Temporal redundancy is the fact that consecutive frames in a video look almost the same. A talking head moves slightly, the background doesn't move at all, a soccer player runs across the field but the grass behind them stays unchanged. Frame after frame, most of the picture is repeated information. Exploiting that is the single biggest reason video compresses so much better than just storing thousands of still images.
Codecs handle this through inter-prediction and motion-estimation. Instead of storing the full content of each frame, the encoder describes it as a small change relative to one or two earlier frames (or, with B-frames, also later ones). For most blocks it just says "look at the previous frame, shift this 16×16 patch by 3 pixels right and 2 pixels down, copy it here". That instruction takes a handful of bits, instead of the thousands it would take to store the same patch from scratch.

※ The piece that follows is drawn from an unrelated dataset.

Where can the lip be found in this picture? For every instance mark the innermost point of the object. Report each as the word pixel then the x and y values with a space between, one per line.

The encoder stores the full picture (an i-frame) only once every few seconds; everything in between is described as a delta.

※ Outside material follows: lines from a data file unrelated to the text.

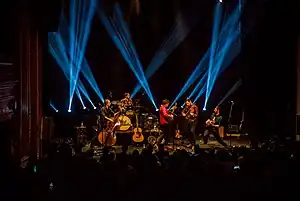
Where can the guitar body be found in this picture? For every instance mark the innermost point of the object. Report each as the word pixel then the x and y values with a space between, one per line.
pixel 137 132
pixel 138 137
pixel 106 138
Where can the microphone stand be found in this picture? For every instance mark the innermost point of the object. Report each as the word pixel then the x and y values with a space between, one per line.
pixel 229 119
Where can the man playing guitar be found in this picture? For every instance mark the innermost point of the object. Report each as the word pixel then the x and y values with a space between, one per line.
pixel 126 101
pixel 107 113
pixel 212 126
pixel 164 119
pixel 190 113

The implications for product. Static content compresses extremely well — a talking-head webinar can sit comfortably at 1 Mbps in 1080p. Motion-heavy content compresses badly — a snowstorm, a sparkling water surface, confetti falling on a stage all destroy temporal redundancy and need 3–5× the bitrate to look acceptable. This is why sports streaming is consistently more expensive per viewer than scripted drama: nothing's the same as the frame before.